How do you write a synopsis when you're not even sure what your story's about?

And how do you write a story when you haven't got a synopsis? "Just start writing". Sure - thanks. That's got to be up there with "cheer up - there's plenty more fish in the sea" and "have you tried drinking upside down?" for useless advice. I've tried just writing. And guess what? I've written. Words. Pages. Loads of them. But do any of them constitute a story? Does a story even = a novel?

Okay, let's not go there. Yet. This vagueness showed when someone asked me about my book, however. "What's it about?" I can answer that. "What happens?" Trickier.

A synopsis helps because it demands that you explain only WHAT happens, not WHY it happens, and refocuses you on the story at hand. It's an evolving document - in 79 weeks, I've written about five, and rejigged my story board as a consequence more than three times - that can sometimes raw your attention more than your actual manuscript (so much so that I've had to abandon my computer and write in longhand, to avoid the habitual drag and drop of chapter summaries).

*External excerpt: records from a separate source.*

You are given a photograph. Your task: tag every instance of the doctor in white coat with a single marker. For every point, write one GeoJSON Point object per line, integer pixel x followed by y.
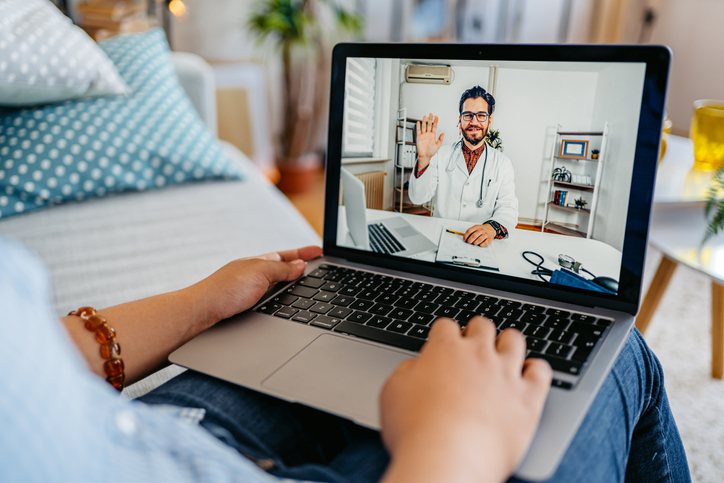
{"type": "Point", "coordinates": [473, 181]}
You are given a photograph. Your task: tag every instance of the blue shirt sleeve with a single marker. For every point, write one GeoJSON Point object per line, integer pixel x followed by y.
{"type": "Point", "coordinates": [60, 422]}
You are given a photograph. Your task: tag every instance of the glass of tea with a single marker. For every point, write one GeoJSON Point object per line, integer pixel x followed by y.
{"type": "Point", "coordinates": [707, 133]}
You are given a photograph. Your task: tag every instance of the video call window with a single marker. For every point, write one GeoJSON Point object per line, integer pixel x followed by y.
{"type": "Point", "coordinates": [497, 167]}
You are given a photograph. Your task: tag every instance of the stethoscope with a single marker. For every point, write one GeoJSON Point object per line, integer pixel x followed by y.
{"type": "Point", "coordinates": [451, 167]}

At regular intervals I've thought my story was up to scratch, and even had a few eureka moments. Different phases brought a focus on different aspects of the novel, from character to perspective and all-out plot.

But there was always this nagging feeling that the story didn't hang together, and, I like to think it was this, rather than a last-minute attack of nerves and vertigo when I found myself 10,000 words from the end, that made me grind to a halt. I hadn't earned the ending I wanted to happen.

What ending had I earned? That would involve reading back what I've written, and I'm not strong enough for that (it's 08.52 in the morning - not late enough for the three strong whiskies I'd need to down before I could do that).

Having earlier worked out my central goal and the consequence if it's not reached, I devolved this pair into smaller units to work out a list of scenes. So if the story goal is that a character must get married*, then the events that need to happen are parties, visits to bars, dates, etc etc - you get the point. And if the consequence of not getting married is dying alone and afraid and unloved, then there need to be some credible intimations of that: the death of relatives, being snubbed, laughed at or jilted at the altar etc etc.

Binary opposites such as these helped me keep up the "suspense" - would she reach her goal? - and gave me lots of ideas for things that could happen. I wrote these longhand, and ended up with a synopsis of over 6,000 words, sprawling and varied, each chapter summary varying from a single line ("present day event here?") to paragraphs of description and dialogue.

* NB: Example only. The central goal of my story is NOT getting married. OR IS SHE.